Usher: Maybe the guides should be changing as well. The last couple of years Burnt Truffle got in the Good Food Guide and they sent a questionnaire only asking for the name of the chefs. Michelin is the same. Someone on social media said that as it’s the Good Food Guide they’re only looking at the food, but maybe they shouldn’t be. We all know the front of house can save [a service] when we mess up in the kitchen.
Restaurants can engage the next generation
Kirkland: We recently started a behind the scenes Instagram account, everyone has a login and we have a prize every week for whoever posts the best picture. One of the main goals is that it shows what we’re passionate about, that we’re a family and that this is a fun industry - even in Michelin star restaurants.
The Switch is a great programme for the front of house stage that doesn’t really exist at the moment. Chefs are constantly asking to come in to restaurants but it would be great if the industry opened up a bit for us to accept more front of house stagiaires.

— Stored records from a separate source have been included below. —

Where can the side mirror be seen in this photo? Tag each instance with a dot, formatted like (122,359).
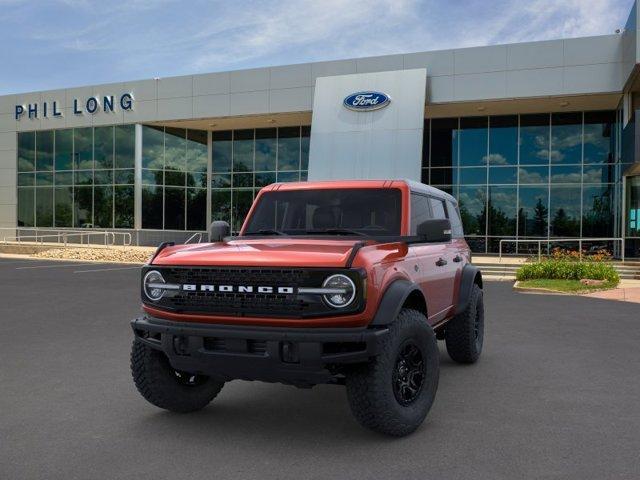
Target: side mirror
(435,230)
(218,230)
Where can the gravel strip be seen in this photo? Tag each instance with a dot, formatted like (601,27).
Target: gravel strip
(115,255)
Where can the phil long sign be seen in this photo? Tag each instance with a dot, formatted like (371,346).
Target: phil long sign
(91,105)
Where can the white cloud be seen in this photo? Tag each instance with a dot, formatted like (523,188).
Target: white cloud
(125,39)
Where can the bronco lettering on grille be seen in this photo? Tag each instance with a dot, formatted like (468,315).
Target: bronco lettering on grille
(191,287)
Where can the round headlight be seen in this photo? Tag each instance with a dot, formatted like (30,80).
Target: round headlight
(343,291)
(152,285)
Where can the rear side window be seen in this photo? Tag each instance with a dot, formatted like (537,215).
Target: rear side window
(454,218)
(420,211)
(437,206)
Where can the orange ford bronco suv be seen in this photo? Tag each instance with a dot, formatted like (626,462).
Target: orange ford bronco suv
(344,282)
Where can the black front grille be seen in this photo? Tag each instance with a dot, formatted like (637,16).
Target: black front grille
(237,303)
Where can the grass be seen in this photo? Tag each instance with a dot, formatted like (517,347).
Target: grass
(567,286)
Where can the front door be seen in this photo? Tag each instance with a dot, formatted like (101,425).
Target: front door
(632,216)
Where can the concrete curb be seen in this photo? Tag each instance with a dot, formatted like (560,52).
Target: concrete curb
(539,291)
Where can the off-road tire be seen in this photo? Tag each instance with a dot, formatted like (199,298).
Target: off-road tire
(370,387)
(464,335)
(162,386)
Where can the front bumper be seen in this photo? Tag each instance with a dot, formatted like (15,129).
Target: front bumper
(298,356)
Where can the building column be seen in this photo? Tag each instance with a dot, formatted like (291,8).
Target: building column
(137,222)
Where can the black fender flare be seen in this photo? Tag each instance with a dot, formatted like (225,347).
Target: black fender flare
(470,275)
(393,300)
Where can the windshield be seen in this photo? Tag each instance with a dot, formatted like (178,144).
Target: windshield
(358,211)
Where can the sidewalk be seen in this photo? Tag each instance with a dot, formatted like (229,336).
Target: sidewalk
(627,291)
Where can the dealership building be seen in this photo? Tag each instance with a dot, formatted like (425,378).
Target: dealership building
(537,141)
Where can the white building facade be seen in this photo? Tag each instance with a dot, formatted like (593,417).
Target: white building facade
(536,140)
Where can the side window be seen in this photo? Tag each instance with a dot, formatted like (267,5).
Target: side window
(437,206)
(454,218)
(420,211)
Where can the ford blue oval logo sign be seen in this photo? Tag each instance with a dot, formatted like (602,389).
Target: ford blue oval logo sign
(365,101)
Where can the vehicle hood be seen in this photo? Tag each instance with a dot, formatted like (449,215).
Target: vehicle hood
(272,252)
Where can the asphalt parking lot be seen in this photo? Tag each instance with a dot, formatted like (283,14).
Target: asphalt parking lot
(555,395)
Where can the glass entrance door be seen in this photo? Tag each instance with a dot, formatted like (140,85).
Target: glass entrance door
(632,216)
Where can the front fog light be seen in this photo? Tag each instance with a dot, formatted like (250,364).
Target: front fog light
(153,284)
(343,291)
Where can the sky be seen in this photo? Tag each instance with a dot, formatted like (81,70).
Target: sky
(50,44)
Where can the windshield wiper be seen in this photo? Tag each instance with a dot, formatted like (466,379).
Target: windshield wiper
(337,231)
(266,231)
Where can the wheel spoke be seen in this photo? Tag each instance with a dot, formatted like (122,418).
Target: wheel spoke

It’s hard because there’s such a small pool of staff I think everyone’s scared they might lose them to other restaurants.
Lithgow: There’s a massive career fair in London this weekend for people between the age of 15-24 and they’re expecting 13,000 people to attend. I think there’s maybe five restaurants, and a few hotels, that will be there. Why aren’t more [hospitality businesses] going?
The TMRW Project was set up by chef Dan Doherty, writer Anna Sulan Masing and GM Emma Underwood to support and promote young hospitality talent. Its projects include Industry Talks, Chefs of Tomorrow and The Switch.